Dynamic Mutation Scheduling: Highly Parallel, Efficient Evaluation of Mutations for Rust Programs through Program Splitting

Mutation analysis has been considered prohibitively expensive for large software projects due to its high computational cost. Even with efficient mutant schemata approaches, the evaluation of the constituent mutants still takes considerable time, and does not scale well as the size of the test suite and the number of mutations increases. Classical mutation analysis systems use processes to orchestrate the evaluation of individual mutants, which introduces large overheads. Our novel Dynamic Mutation Scheduling approach uses threads to evaluate mutant test cases, and further increases utilization of modern computer systems by running multiple, compatible mutations in parallel in the same process, scheduling in new mutations and their test cases as capacity becomes available.

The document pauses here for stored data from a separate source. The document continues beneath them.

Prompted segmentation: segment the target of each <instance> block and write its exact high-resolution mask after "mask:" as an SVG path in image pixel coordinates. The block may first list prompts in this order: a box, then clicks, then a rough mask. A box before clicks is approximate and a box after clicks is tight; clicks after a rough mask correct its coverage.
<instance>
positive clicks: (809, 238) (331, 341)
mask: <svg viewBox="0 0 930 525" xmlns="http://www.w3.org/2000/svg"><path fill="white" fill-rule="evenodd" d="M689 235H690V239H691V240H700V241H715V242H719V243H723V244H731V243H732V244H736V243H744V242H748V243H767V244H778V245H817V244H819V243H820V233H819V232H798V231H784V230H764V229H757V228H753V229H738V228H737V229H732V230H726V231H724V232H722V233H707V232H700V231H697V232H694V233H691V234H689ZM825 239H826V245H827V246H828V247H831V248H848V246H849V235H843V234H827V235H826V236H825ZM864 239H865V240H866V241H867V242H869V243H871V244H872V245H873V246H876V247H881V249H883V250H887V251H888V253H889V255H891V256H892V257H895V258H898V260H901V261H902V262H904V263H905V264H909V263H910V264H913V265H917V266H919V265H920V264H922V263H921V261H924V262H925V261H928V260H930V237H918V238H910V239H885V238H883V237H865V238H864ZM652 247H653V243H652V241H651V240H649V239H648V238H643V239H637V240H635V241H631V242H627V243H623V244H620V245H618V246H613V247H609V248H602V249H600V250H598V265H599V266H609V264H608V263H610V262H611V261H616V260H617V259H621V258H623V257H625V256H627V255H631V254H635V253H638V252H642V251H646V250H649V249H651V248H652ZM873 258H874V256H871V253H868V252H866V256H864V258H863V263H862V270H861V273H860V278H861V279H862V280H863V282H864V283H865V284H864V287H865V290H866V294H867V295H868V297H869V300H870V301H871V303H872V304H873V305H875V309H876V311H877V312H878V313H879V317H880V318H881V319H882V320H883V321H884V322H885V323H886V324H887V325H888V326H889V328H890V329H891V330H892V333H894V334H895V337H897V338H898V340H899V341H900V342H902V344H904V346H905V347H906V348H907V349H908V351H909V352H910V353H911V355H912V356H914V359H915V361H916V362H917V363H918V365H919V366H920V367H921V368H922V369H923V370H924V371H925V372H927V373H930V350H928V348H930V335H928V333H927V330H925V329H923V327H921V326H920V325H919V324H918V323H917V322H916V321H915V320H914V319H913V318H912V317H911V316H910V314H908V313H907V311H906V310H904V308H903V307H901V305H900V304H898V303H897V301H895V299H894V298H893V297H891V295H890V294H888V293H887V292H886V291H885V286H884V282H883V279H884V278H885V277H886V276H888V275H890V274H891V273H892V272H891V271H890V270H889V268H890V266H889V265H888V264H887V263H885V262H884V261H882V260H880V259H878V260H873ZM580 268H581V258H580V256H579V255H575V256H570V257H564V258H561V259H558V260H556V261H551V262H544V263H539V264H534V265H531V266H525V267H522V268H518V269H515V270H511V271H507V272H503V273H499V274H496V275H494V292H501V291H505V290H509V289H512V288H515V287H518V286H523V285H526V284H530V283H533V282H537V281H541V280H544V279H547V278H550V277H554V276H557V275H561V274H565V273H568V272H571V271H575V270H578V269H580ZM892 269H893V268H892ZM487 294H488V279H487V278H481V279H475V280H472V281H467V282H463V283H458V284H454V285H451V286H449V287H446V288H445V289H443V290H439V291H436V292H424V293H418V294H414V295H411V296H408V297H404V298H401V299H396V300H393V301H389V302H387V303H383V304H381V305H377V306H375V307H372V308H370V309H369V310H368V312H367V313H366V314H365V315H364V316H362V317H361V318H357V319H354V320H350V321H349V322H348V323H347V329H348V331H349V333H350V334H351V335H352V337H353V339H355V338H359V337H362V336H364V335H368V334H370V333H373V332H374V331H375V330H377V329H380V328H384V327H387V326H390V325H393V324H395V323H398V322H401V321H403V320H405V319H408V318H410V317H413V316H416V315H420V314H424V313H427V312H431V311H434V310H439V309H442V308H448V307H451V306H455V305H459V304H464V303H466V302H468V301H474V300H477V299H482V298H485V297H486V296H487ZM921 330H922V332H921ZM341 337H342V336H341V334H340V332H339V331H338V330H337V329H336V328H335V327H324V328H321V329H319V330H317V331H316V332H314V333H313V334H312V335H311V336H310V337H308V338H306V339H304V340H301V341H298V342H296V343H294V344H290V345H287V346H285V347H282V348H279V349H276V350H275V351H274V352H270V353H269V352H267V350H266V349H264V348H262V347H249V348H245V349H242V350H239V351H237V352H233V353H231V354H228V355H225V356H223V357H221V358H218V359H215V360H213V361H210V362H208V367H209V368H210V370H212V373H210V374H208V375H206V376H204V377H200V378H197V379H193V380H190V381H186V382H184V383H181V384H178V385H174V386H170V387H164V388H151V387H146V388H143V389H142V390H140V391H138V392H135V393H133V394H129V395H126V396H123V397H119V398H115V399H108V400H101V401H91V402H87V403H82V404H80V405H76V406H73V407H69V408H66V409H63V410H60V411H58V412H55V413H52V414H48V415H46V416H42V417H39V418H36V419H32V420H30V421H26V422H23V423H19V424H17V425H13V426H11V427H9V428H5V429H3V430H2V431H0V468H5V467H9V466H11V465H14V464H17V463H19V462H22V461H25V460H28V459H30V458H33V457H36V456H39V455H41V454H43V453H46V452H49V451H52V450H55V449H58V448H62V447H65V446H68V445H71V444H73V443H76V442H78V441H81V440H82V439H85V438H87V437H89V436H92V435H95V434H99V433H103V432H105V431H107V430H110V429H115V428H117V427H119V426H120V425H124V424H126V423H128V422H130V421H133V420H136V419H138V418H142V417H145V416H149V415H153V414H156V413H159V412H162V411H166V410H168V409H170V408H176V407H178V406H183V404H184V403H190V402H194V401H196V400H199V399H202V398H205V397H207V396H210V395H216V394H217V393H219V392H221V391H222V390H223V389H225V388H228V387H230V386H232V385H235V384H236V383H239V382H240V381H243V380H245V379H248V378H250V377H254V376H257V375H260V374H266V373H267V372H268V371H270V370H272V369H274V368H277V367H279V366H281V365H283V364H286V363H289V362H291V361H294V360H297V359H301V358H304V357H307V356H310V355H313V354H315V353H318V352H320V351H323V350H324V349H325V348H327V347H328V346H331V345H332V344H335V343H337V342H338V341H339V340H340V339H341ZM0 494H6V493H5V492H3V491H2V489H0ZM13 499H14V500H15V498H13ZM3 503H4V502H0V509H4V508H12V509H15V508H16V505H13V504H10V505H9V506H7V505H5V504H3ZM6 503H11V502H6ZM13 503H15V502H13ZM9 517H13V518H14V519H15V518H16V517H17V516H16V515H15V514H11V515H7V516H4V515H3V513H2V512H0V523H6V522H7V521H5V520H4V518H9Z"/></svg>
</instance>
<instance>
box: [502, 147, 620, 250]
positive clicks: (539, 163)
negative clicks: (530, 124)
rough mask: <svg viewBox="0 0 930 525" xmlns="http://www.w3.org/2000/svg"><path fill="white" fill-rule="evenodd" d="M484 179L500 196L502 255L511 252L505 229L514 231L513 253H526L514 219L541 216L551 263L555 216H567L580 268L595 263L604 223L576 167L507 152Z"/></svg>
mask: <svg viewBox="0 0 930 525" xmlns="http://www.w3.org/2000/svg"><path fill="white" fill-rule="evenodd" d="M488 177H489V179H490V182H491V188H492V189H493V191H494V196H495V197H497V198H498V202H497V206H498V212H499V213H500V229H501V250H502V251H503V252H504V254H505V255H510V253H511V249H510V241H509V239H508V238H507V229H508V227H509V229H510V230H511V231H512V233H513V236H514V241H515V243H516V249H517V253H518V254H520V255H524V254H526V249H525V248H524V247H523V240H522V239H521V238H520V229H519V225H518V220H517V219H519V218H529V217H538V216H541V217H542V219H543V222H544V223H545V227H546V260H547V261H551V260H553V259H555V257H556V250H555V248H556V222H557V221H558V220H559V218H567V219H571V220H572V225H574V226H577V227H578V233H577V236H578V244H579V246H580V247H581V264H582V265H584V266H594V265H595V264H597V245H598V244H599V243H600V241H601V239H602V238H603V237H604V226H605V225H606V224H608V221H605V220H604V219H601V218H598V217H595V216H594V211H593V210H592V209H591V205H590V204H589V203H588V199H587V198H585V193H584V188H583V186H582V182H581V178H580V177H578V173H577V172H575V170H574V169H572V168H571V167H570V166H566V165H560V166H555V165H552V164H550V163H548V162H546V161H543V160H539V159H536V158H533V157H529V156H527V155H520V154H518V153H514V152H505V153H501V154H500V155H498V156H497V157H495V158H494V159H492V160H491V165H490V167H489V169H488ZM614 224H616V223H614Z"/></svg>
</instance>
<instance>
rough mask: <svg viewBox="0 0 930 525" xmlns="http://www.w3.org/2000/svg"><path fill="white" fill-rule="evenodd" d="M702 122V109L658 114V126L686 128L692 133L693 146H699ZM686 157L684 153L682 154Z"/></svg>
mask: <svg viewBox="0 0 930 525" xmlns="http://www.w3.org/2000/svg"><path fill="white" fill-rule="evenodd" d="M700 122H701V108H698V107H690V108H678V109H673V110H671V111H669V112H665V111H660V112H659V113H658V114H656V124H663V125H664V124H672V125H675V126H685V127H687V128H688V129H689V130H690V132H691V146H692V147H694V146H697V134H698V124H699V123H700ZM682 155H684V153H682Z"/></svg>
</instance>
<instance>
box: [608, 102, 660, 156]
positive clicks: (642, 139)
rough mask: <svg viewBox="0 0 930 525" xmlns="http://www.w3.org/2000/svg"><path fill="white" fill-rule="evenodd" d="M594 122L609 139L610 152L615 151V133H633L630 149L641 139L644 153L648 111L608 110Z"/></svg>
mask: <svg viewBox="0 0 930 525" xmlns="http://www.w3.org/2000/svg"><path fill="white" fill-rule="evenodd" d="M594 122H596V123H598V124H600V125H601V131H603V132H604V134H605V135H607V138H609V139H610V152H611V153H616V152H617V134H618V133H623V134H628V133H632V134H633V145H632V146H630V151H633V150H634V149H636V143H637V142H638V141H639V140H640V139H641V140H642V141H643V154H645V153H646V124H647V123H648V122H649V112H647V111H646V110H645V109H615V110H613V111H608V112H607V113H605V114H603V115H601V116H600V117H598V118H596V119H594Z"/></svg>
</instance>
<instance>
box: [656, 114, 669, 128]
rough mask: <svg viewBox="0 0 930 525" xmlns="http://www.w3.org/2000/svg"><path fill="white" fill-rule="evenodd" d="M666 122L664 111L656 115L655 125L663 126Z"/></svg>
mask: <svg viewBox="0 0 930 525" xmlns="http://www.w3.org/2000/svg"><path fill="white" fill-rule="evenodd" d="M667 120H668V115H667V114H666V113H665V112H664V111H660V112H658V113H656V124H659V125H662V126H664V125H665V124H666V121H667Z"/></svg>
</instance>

Mutations are compatible with regards to parallel evaluation if they appear in distinct parts of the program. Our approach both reduces the overheads of mutant test case evaluation, and increases the amount of parallelized work, resulting in reduced mutation evaluation runtimes. We implement our approach by extending mutest-rs, the state-of-the- art mutation analysis tool for the Rust programming language. We perform an extensive empirical evaluation (69,974 CPU minutes) of our novel Dynamic Mutation Scheduling approach on 25 top subject Rust programs totaling 773,655 SLoC, comparing it to a basic thread-based mutation evaluation approach, and to state-of-the-art Static Mutation Batching; a more simplified approach to parallel mutation evaluation. We find that Dynamic Mutation Scheduling effectively reduces wasted time and mutation evaluation runtimes over Static Mutation Batching, by up to 75.6%, while also reducing exhaustive mutation analysis runtimes, by up to 25.2%.